After barley rolls dipped in oil and washed down with watered wine, sailors slowly spun the capstans and brought up the anchors. As soon as they were stowed, the sail came down from the yard. It billowed and flapped and then filled with wind. Menedemos steered the ship west-southwest.

“I hope it’s west-southwest, anyhow,” he said with a wry grin, “It’s my best guess.”

“Warmer than yesterday, I think,” Sostratos said. “Maybe the clouds and mist will burn off as the sun gets higher.”

Little by little, they did. The sun came out, first through clouds still thick enough to let a man look without pain at its disk and then more strongly. The sky went from gray to a hazy blue: still not quite the weather for which Sostratos would have hoped, but definitely better. The horizon stretched as the mist faded.

“Land ho!” a rower called. “Land to port and astern.”

“That’s Psyra, I think,” Sostratos said, shading his eyes to peer east.

Menedemos laughed. “It had better be.
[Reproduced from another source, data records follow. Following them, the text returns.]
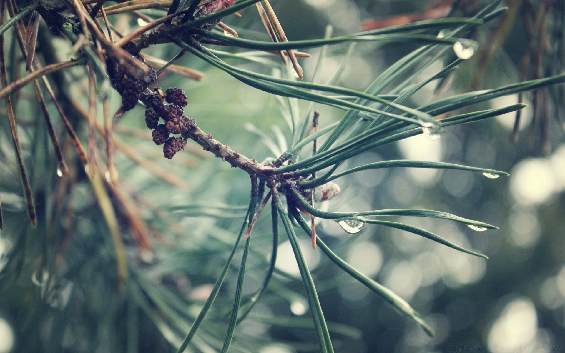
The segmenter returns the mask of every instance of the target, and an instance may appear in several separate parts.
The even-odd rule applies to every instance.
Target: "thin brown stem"
[[[172,3],[172,0],[167,0],[167,1],[162,2],[155,2],[155,1],[147,1],[146,2],[144,2],[142,3],[133,5],[131,6],[127,6],[124,7],[121,7],[119,8],[110,8],[110,6],[108,6],[106,8],[106,15],[108,16],[111,16],[112,15],[118,15],[118,14],[123,14],[124,12],[129,12],[132,11],[135,11],[137,10],[145,10],[146,8],[155,8],[157,7],[166,7],[167,6],[171,6]],[[99,16],[100,15],[98,15]]]
[[[7,96],[7,95],[14,92],[25,85],[29,83],[32,80],[34,80],[38,77],[45,76],[46,75],[49,75],[52,72],[55,72],[55,71],[59,71],[60,70],[64,70],[66,68],[69,67],[73,67],[73,66],[76,66],[80,64],[81,63],[79,61],[76,60],[69,60],[67,62],[62,62],[60,63],[57,63],[56,64],[51,64],[51,65],[47,65],[45,67],[40,69],[38,69],[33,72],[25,76],[24,77],[15,81],[5,86],[2,90],[0,90],[0,99]]]
[[[171,60],[169,60],[168,62],[165,62],[164,60],[162,60],[162,62],[160,62],[159,63],[157,63],[157,65],[159,66],[162,66],[161,65],[159,65],[159,64],[161,62],[164,63],[164,65],[162,65],[161,68],[159,69],[159,71],[157,71],[157,75],[156,75],[157,77],[158,77],[160,75],[161,75],[162,73],[163,73],[163,71],[164,71],[165,70],[166,70],[167,68],[169,68],[169,66],[171,66],[171,65],[172,65],[173,63],[174,63],[176,60],[177,60],[179,59],[180,59],[181,58],[182,58],[182,55],[184,55],[186,53],[186,49],[182,49],[182,50],[181,50],[179,53],[179,54],[177,54],[177,55],[175,55],[175,57],[173,58],[172,59],[171,59]],[[155,60],[154,60],[154,59],[157,59],[158,60],[160,60],[160,59],[158,59],[157,58],[153,58],[152,57],[152,58],[154,59],[153,62],[155,62]],[[147,60],[146,58],[146,60]],[[202,75],[203,75],[203,74],[202,74]],[[202,77],[201,77],[201,79],[202,79]],[[199,81],[199,80],[198,80],[198,81]]]
[[[28,50],[28,58],[25,61],[25,71],[29,71],[35,56],[36,45],[37,43],[37,31],[39,30],[39,14],[34,11],[29,19],[28,33],[24,43]]]
[[[131,33],[128,33],[123,38],[121,38],[120,40],[116,42],[115,45],[119,47],[123,47],[128,43],[129,43],[132,40],[133,40],[136,37],[141,35],[141,34],[147,32],[147,30],[149,30],[150,29],[152,29],[153,28],[157,27],[162,23],[166,22],[167,20],[169,20],[177,16],[179,16],[178,14],[172,14],[171,15],[169,15],[164,17],[162,17],[158,20],[155,20],[153,22],[148,23],[147,24],[144,25],[144,27],[137,28],[135,30],[133,30]]]
[[[110,114],[110,101],[107,98],[102,102],[104,111],[104,132],[106,140],[106,163],[108,167],[108,175],[106,179],[115,184],[118,181],[118,173],[114,156],[114,136],[112,129],[112,117]]]
[[[281,42],[288,42],[288,39],[286,38],[286,36],[284,34],[284,30],[282,30],[282,26],[281,25],[279,21],[279,19],[277,18],[277,15],[275,13],[275,10],[273,10],[272,7],[271,7],[271,4],[269,3],[269,1],[263,0],[263,2],[265,4],[265,7],[267,7],[267,13],[271,18],[271,20],[272,21],[273,25],[275,26],[275,29],[276,30],[277,34],[279,35],[279,38],[280,38]],[[294,53],[293,53],[292,50],[290,49],[286,50],[286,53],[288,53],[288,57],[290,59],[290,62],[292,63],[292,66],[294,68],[294,71],[296,72],[297,76],[298,76],[299,79],[302,79],[303,75],[302,68],[298,64],[298,62],[296,60],[296,56],[294,56]]]
[[[25,40],[24,40],[23,37],[21,28],[20,28],[19,24],[16,23],[14,27],[16,38],[18,40],[18,44],[19,45],[21,55],[23,56],[24,59],[27,59],[27,61],[29,62],[30,56],[29,56],[29,53],[25,48]],[[37,58],[34,58],[34,59],[36,59],[36,61],[38,62]],[[35,68],[33,66],[31,66],[29,68],[32,72],[35,71]],[[63,152],[61,151],[60,146],[59,143],[59,140],[57,138],[56,133],[55,132],[55,129],[53,128],[53,124],[51,121],[49,110],[47,108],[47,104],[45,103],[45,99],[44,97],[43,93],[41,91],[41,88],[40,86],[39,82],[37,80],[33,80],[33,84],[35,88],[36,94],[37,97],[37,101],[39,102],[40,106],[41,107],[41,111],[45,118],[45,124],[47,127],[47,133],[49,134],[49,138],[51,140],[51,144],[53,145],[55,155],[57,158],[57,174],[59,175],[59,176],[66,176],[68,169],[67,167],[66,163],[65,163],[64,158],[63,156]]]
[[[277,38],[277,35],[275,33],[273,26],[271,24],[271,21],[269,20],[269,17],[267,16],[267,12],[265,12],[265,8],[263,7],[260,2],[255,3],[255,6],[257,8],[257,12],[259,12],[259,16],[261,18],[261,21],[263,22],[263,25],[265,27],[265,30],[267,30],[267,33],[269,35],[269,37],[271,38],[271,40],[275,43],[277,42],[279,38]],[[282,59],[282,62],[284,63],[284,64],[286,64],[286,59],[285,58],[282,51],[273,53],[276,53],[280,56],[281,59]]]
[[[94,73],[88,66],[88,168],[91,178],[96,172],[96,85]]]
[[[106,11],[104,11],[104,8],[102,7],[101,9],[101,12],[102,14],[102,18],[104,19],[104,24],[106,25],[106,29],[108,30],[108,38],[110,41],[114,43],[114,38],[112,37],[112,30],[111,27],[110,25],[110,23],[108,21],[108,16],[106,15]]]
[[[39,101],[40,106],[41,107],[41,111],[45,118],[45,125],[47,126],[47,131],[49,134],[49,138],[51,139],[51,143],[53,145],[53,149],[55,150],[55,155],[57,158],[57,174],[59,176],[65,176],[68,172],[68,168],[65,163],[64,158],[63,156],[63,152],[61,151],[60,146],[59,144],[59,140],[57,138],[56,133],[53,128],[53,124],[51,120],[49,115],[49,111],[47,108],[47,104],[45,104],[45,99],[41,92],[41,88],[40,87],[39,82],[37,80],[33,81],[35,86],[36,93],[37,95],[37,101]]]
[[[76,102],[72,101],[73,107],[75,110],[85,120],[88,120],[88,113],[85,111],[82,107]],[[96,129],[101,136],[106,138],[104,127],[97,123]],[[162,167],[153,163],[151,161],[142,157],[139,152],[129,147],[127,143],[123,142],[117,136],[114,135],[112,138],[112,143],[115,148],[121,151],[128,158],[133,160],[137,164],[147,169],[153,173],[155,176],[160,178],[164,181],[181,189],[188,189],[189,185],[184,180],[176,176],[174,174],[164,169]]]
[[[218,22],[218,27],[220,27],[220,28],[221,28],[222,29],[223,29],[224,31],[225,31],[226,32],[229,33],[232,36],[233,36],[234,37],[239,37],[239,36],[237,34],[237,32],[236,32],[235,29],[234,29],[233,28],[232,28],[231,27],[230,27],[229,26],[227,25],[227,24],[225,24],[225,23],[224,23],[221,21],[220,21],[220,22]]]
[[[5,16],[6,14],[6,4],[7,0],[2,0],[0,3],[0,25],[4,23]],[[1,76],[2,85],[5,88],[4,91],[8,86],[8,80],[6,78],[6,54],[4,52],[4,34],[0,35],[0,76]],[[24,194],[25,195],[25,200],[28,204],[28,215],[29,216],[29,220],[33,226],[36,226],[37,224],[37,218],[35,211],[35,205],[33,202],[33,195],[32,192],[31,186],[29,185],[29,181],[28,179],[28,175],[25,172],[25,167],[24,166],[24,160],[21,156],[21,150],[20,148],[20,141],[18,137],[18,128],[16,126],[16,119],[14,116],[14,110],[12,108],[12,102],[10,95],[5,94],[1,97],[4,98],[6,102],[6,110],[8,115],[8,120],[10,122],[10,130],[12,133],[12,141],[16,150],[16,155],[18,157],[18,163],[20,167],[20,175],[21,177],[21,183],[23,185]]]
[[[265,205],[268,202],[269,199],[271,198],[271,192],[269,191],[268,193],[265,196],[265,198],[263,199],[263,202],[261,203],[261,206],[259,207],[259,210],[257,210],[257,213],[253,216],[253,219],[251,220],[251,223],[249,224],[249,226],[247,227],[247,232],[245,232],[245,239],[249,237],[251,235],[251,232],[253,230],[253,228],[255,227],[255,224],[257,223],[257,219],[259,218],[259,215],[261,214],[261,211],[265,207]]]

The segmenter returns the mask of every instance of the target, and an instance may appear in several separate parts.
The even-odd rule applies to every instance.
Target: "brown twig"
[[[265,205],[267,204],[267,202],[268,202],[269,199],[271,198],[271,191],[269,191],[268,193],[265,196],[265,198],[263,199],[263,202],[261,203],[261,206],[259,206],[259,210],[255,213],[253,216],[253,219],[251,220],[251,223],[249,223],[249,226],[247,227],[247,232],[245,232],[245,239],[249,237],[251,235],[251,232],[253,230],[253,228],[255,227],[255,224],[257,223],[257,219],[259,218],[259,215],[261,214],[261,211],[264,208]]]
[[[167,7],[167,6],[170,6],[171,3],[172,3],[172,0],[167,0],[166,1],[161,1],[161,2],[147,1],[147,2],[144,2],[142,3],[140,3],[138,5],[135,5],[131,6],[122,7],[120,8],[115,7],[114,8],[110,8],[110,7],[111,7],[108,6],[105,10],[106,12],[106,15],[107,16],[111,16],[112,15],[118,15],[118,14],[129,12],[132,11],[135,11],[138,10],[145,10],[146,8],[155,8],[158,7]],[[98,16],[99,16],[100,15],[98,15]]]
[[[265,30],[267,30],[267,33],[269,35],[271,40],[275,43],[279,42],[279,38],[277,38],[277,35],[275,33],[273,26],[271,24],[271,21],[269,20],[269,16],[267,16],[267,12],[265,12],[265,8],[263,7],[260,2],[255,3],[255,7],[257,8],[257,12],[259,12],[259,16],[261,18],[263,25],[265,27]],[[284,54],[283,54],[282,50],[273,53],[276,53],[277,55],[280,56],[284,64],[286,64],[286,59],[285,58]]]
[[[75,110],[76,110],[76,111],[84,119],[88,120],[88,113],[85,111],[84,109],[76,101],[73,101],[72,103]],[[97,123],[96,129],[98,130],[98,133],[106,138],[104,127],[98,123]],[[189,185],[186,181],[182,180],[170,172],[164,170],[162,167],[144,158],[140,155],[137,151],[136,151],[129,147],[127,143],[123,142],[115,135],[113,136],[112,137],[113,138],[112,139],[112,142],[115,148],[121,151],[124,154],[127,156],[128,158],[133,160],[134,162],[147,169],[155,176],[160,178],[172,185],[180,188],[181,189],[188,189]]]
[[[157,27],[162,23],[166,22],[167,20],[169,20],[177,16],[179,16],[179,14],[172,14],[171,15],[169,15],[164,17],[162,17],[161,18],[158,20],[155,20],[153,22],[148,23],[147,24],[144,25],[144,27],[137,28],[135,30],[133,30],[132,32],[126,34],[123,38],[121,38],[120,40],[116,42],[115,45],[119,47],[123,47],[128,43],[129,43],[130,41],[133,40],[136,37],[137,37],[138,36],[149,30],[150,29]]]
[[[110,25],[110,23],[108,22],[108,17],[106,15],[106,11],[104,11],[103,7],[101,9],[100,12],[102,14],[102,18],[104,19],[104,24],[106,25],[106,29],[108,30],[108,39],[110,40],[110,42],[113,43],[114,38],[112,37],[111,27]]]
[[[8,3],[8,11],[10,13],[11,16],[14,16],[15,14],[17,8],[13,7],[11,5],[11,3]],[[14,28],[15,29],[16,37],[18,38],[18,42],[20,44],[20,48],[21,50],[21,52],[24,55],[25,55],[25,47],[24,45],[24,40],[22,33],[23,32],[23,24],[21,21],[20,21],[19,23],[16,23]],[[37,59],[37,56],[34,57],[34,62],[36,67],[38,69],[42,68],[41,63],[40,62],[39,59]],[[71,141],[75,146],[75,149],[77,151],[77,154],[79,155],[79,157],[80,158],[82,163],[86,165],[87,164],[86,160],[86,154],[84,151],[84,149],[82,148],[82,145],[80,144],[80,142],[79,141],[78,137],[77,137],[76,134],[75,133],[75,130],[69,122],[68,119],[67,119],[67,116],[65,115],[61,108],[60,105],[55,96],[55,93],[53,91],[53,89],[51,86],[51,84],[49,83],[49,80],[47,77],[45,76],[42,76],[41,79],[43,80],[44,84],[45,85],[45,88],[47,89],[47,92],[49,93],[49,95],[51,97],[51,100],[53,101],[54,104],[55,104],[55,108],[57,109],[57,111],[59,112],[59,115],[61,117],[61,120],[63,121],[63,124],[65,127],[65,129],[67,130],[67,132],[71,138]]]
[[[29,18],[29,24],[28,25],[27,33],[25,34],[25,40],[24,43],[28,51],[27,59],[25,61],[25,71],[29,71],[33,62],[35,56],[36,44],[37,42],[37,31],[39,29],[39,14],[33,11]]]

Otherwise we’re really lost.”

Not too much later, Sostratos spotted Skyros off the starboard bow. He felt proud of himself. His eyes were no better than anyone else’s- indeed, he knew they were worse than those of several sailors. But knowing where Psyra was let him do a geometry problem in his head and figure out about where Skyros ought to be.

And then, as the day continued to clear and the horizon to extend, several sailors pointed dead ahead at almost exactly the same time. “There’s Euboia!” they called.

“Good,” Menedemos said. “We’re about where we’re supposed to be. If anything, we’re a little farther west than I thought we were. We will get through the strait between Euboia and Andros today, and then it’s on to Athens.”

“On to Athens!” Sostratos couldn’t have been happier if his cousin had said… He thought about that, then grinned. He couldn’t have been happier if Menedemos had said anything else.

As the strait neared, Menedemos ordered weapons and helmets served out to the crew. The men set bronze helms, most of them un-crested, on their heads. The sailors not at the oars hefted spears and swords and belaying pins. The rowers stashed their weapons under their benches where they could grab them in a hurry.

“I hope this is all a waste of time,” Menedemos said. “But a lot of you men were along a couple of years ago, when that pirate tried to board us. We fought off the polluted son of a whore. If we have to, we can do it again.”